MLX. Apple's machine learning framework for Apple Silicon. Pure eager execution with unified CPU/GPU memory. Vauban's runtime. Introduced in Part 2.

Norm-preserve. A cut variant that rescales each modified weight row to its original norm after projection removal: \(w'_i = w'_i \cdot (\|w_i\| / \|w'_i\|)\). Prevents the norm shrinkage caused by naive projection removal. Introduced in Part 3.

o_proj. The output projection in a transformer attention block. Its output adds directly to the residual stream, making it a natural target for projection removal alongside down_proj. Introduced in Part 3.

Perplexity. An evaluation metric measuring how well the model predicts a held-out text: \(\text{PPL} = \exp\left(-\frac{1}{T} \sum_t \log P(x_t | x_{<t})\right)\). Lower is better. A large perplexity increase after cutting indicates capability damage. Introduced in Part 3.

Probe. Running a forward pass and measuring per-layer projections onto a direction. Reveals where in the network a concept (refusal, harm, depth) is active. Introduced in Part 2.

Projection. The component of an activation vector along a direction: \(\text{proj}(a, d) = \langle a, d \rangle \cdot d\). Positive projection onto the refusal direction indicates the model is about to refuse. Introduced in Part 1.

RAID (Refusal-Aware and Integrated Decoding). A direction-guided soft prompt loss that penalizes positive projection onto the refusal direction: \(L_{\text{raid}} = w \cdot \max(0, \langle h, d \rangle)\). Bridges soft prompt attacks with measured refusal directions. Introduced in Part 6.

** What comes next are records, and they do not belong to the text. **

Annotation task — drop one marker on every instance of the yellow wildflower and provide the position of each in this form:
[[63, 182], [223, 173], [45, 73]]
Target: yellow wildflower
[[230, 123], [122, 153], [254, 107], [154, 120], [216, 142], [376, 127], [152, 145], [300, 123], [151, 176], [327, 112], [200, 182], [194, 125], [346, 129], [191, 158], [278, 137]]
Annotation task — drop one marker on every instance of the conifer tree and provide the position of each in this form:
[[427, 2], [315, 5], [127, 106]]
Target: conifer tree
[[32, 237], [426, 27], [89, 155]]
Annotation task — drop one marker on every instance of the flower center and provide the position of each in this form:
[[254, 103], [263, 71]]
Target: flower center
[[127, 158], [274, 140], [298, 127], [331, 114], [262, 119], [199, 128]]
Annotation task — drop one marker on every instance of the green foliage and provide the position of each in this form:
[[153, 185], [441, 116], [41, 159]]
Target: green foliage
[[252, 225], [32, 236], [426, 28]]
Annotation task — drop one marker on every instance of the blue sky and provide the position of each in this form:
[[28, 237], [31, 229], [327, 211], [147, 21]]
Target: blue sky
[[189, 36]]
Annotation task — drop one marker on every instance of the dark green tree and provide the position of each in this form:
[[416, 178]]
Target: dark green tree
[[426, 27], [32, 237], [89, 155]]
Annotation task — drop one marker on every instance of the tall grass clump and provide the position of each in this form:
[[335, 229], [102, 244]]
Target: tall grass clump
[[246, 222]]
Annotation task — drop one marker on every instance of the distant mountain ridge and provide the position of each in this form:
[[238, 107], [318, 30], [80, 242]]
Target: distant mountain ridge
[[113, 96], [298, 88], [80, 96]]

RED (Refusal Execution Direction). The component of DBDI extracted at the sequence-final token position. Represents the model's decision to refuse. Introduced in Part 5.

Residual stream. The main information highway through a transformer: each layer reads from and writes to this shared vector. At any point, it is a \(d_{\text{model}}\)-dimensional vector. Introduced in Part 1.

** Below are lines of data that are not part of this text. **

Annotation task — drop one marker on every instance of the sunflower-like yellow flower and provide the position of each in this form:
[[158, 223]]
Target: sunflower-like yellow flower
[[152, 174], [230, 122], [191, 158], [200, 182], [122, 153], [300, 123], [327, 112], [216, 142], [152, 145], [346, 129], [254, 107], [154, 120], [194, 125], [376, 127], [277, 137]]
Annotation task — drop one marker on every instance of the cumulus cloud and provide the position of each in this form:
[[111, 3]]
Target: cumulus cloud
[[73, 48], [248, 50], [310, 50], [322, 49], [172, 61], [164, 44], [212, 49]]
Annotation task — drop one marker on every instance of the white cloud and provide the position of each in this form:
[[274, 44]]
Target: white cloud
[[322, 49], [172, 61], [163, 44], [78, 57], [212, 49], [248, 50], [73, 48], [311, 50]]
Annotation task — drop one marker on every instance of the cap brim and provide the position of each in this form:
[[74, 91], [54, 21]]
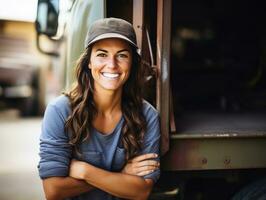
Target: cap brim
[[111, 35]]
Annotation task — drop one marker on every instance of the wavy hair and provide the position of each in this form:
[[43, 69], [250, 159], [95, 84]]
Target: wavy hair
[[84, 110]]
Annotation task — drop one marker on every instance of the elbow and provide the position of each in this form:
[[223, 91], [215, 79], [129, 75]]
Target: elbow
[[144, 195], [51, 192]]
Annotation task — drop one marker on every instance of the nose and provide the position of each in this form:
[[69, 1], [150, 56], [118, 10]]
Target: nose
[[111, 62]]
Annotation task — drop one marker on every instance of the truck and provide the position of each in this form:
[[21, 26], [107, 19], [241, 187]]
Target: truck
[[205, 65]]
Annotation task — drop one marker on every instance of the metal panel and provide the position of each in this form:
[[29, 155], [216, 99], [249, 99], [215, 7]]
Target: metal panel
[[138, 7], [163, 66], [215, 153]]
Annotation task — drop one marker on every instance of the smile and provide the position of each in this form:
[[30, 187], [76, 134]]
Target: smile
[[110, 75]]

Settling depth. The earliest layer at which a token's logit distribution is within \(\gamma\) JSD of the final layer's distribution: \(\text{settling}(t) = \min\{l : \text{JSD}(P_L, P_l) \leq \gamma\}\). Tokens with high settling depth are "deep-thinking" tokens. Introduced in Part 5.

SIC (Iterative Self-Improvement for Adversarial Attacks). An input sanitization defense: detect adversarial content, rewrite to remove it, repeat until clean or block. In vauban, uses either direction-based (projection score) or generation-based (phrase matching) detection. Introduced in Part 6.

Silhouette score. A clustering quality metric measuring how well harmful and harmless activations separate at each layer. Higher values indicate cleaner separation. Used as an alternative to cosine separation for layer selection. Introduced in Part 3.

Soft prompt. A sequence of learnable embedding vectors prepended to the input. Unlike discrete prompts, soft prompts are optimized via gradient descent in continuous embedding space. Introduced in Part 6.

Sparsity. The fraction of direction components zeroed out before cutting: sparsity=0.9 keeps only the top 10% by absolute value. Reduces the rank-1 update's footprint, potentially preserving more capability. Introduced in Part 3.

Steer. Generating text while removing a direction at specified layers during inference. Unlike cut (which modifies weights permanently), steering is applied per-generation via KV-cache intervention. Introduced in Part 2.

Subspace. A multi-dimensional generalization of a single direction. Extracted via SVD of the difference matrix between harmful and harmless activations. The top-\(k\) right singular vectors form an orthonormal basis for the refusal subspace. Introduced in Part 5.

Surface. The 5D grid of prompt attributes (category, style, language, turn_depth, framing) over which refusal behavior is mapped. A surface scan reveals which combinations of attributes trigger refusal. Introduced in Part 4.

Welford's algorithm. An online algorithm for computing running means in a single pass with \(O(d_{\text{model}})\) memory per layer: \(\mu_n = \mu_{n-1} + (x_n - \mu_{n-1}) / n\). Used during activation collection to avoid storing all activations. Introduced in Part 3.

Winsorization. Clipping activations at a given quantile to tame outliers ("massive activations"). Controlled by the clip_quantile parameter. For example, clip_quantile=0.01 clips the top and bottom 1% of activation components. Introduced in Part 3.